# [Video] How to Turn One-handed (right hand) and some One handed PLL



## SittinonSukhaya (Dec 7, 2009)

This is just some simple OH technique. I don't know this help or not. I had already post this on some Thai forum and they said it help, So I think it might be a good Idea to post this on this forum 

*[How to Turn] One-handed (right hand)*






*PLL U (a) for one-handed (Right hand)*






*PLL U (b) for one-handed (Right hand)*






*PLL Z for one-handed (Right hand)*


----------



## Muesli (Dec 7, 2009)

Ewww. Right hand!


----------



## rowehessler (Dec 7, 2009)

hey turbo, can you post some videos for the really crappy OH PLLs?


----------



## blah (Dec 7, 2009)

hey turbo, can you post some videos for all the OH PLLs?


----------



## jfly (Dec 7, 2009)

Musli4brekkies said:


> Ewww. Right hand!



Dude. Use the right hand!


----------



## joey (Dec 7, 2009)

That video.. That U-perm. Outrageous.


----------



## Lofty (Dec 7, 2009)

Ewww. Right hand! 
 
I would like to see videos of all your PLL's tho. I use similar fingertricks so I can just mirror what you do.


----------



## StachuK1992 (Dec 7, 2009)

Lol. I love using my right hand for OH. 

Funny, I just saw these videos a day or two ago.


----------



## joey (Dec 7, 2009)

Stachuk1992 said:


> Funny, I just saw these videos a day or two ago.

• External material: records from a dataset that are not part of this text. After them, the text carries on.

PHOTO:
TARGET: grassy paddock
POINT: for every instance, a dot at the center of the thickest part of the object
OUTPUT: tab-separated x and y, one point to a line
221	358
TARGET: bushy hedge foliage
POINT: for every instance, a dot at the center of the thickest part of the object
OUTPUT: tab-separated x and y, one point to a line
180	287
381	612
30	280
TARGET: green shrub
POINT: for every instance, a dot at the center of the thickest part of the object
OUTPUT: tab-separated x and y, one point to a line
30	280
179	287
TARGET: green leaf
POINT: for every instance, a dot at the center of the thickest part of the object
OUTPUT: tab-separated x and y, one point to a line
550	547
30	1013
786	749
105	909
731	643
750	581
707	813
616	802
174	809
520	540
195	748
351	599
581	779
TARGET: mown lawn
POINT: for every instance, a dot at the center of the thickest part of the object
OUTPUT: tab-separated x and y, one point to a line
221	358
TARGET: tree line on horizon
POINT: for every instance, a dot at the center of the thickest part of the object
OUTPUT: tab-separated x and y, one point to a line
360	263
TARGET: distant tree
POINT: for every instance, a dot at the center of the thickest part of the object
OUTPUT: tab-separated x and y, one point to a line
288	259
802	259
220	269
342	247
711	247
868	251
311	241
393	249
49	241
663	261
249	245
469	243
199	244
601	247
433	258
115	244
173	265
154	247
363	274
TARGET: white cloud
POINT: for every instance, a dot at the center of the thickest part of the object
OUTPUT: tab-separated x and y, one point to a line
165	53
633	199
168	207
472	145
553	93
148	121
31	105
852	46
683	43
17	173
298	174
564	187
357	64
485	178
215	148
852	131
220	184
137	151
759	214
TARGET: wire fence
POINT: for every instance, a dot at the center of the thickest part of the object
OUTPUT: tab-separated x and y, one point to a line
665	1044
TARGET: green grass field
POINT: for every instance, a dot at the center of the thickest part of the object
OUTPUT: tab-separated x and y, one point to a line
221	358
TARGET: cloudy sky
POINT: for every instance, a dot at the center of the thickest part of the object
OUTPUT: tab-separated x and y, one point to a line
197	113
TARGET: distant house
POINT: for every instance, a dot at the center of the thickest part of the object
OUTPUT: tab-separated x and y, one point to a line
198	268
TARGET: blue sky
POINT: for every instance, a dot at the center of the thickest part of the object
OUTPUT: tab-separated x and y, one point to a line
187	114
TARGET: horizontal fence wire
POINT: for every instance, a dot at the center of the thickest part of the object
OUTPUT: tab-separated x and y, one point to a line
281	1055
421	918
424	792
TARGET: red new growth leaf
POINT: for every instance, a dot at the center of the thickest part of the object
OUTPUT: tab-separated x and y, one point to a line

Sorry if we cannot deliver new content..


----------



## reghrhre (Dec 8, 2009)

I've actually been trying to do it right handed.Since I'm left handed this should be useful thanks!


----------



## Anthony (Dec 8, 2009)

Right hand ftw.
After watching this video I've decided I should start using my pinky for all L moves. I might suck for a while, but it's the long run that counts. Right?


----------



## arckuss123 (Dec 8, 2009)

Nice


----------



## Weston (Dec 8, 2009)

Anthony said:


> Right hand ftw.
> After watching this video I've decided I should start using my pinky for all L moves. I might suck for a while, but it's the long run that counts. Right?



In the long run, no matter how much you try, we will always be tied.


----------



## SittinonSukhaya (Dec 8, 2009)

rowehessler said:


> hey turbo, can you post some videos for the really crappy OH PLLs?



*ok, but during the end of this month though, I am going to have IB finals next week:fp*


----------



## rowehessler (Dec 8, 2009)

SittinonSukhaya said:


> rowehessler said:
> 
> 
> > hey turbo, can you post some videos for the really crappy OH PLLs?
> ...


lol good luck. take your time.


----------



## vuaquyen92 (Dec 9, 2009)

Nice videos, I'm waiting for the rest of those PLLs. I really hate to translate left handed OH videos
BTW what cube do you use? I can't turn that fast with my cube (A1)


----------



## Lofty (Dec 9, 2009)

vuaquyen92 said:


> Nice videos, I'm waiting for the rest of those PLLs. I really hate to translate left handed OH videos
> BTW what cube do you use? I can't turn that fast with my cube (A1)



Haha, no one can turn that fast on any cube! Turbo is the fastest turner I know of! 
Don't blame your cube Turbo is just good.


----------



## Cyrus C. (Dec 9, 2009)

Heh heh, it's funny about the eww right hand thing, because in my school people are saying eww to the left hand because of middle eastern culture.


----------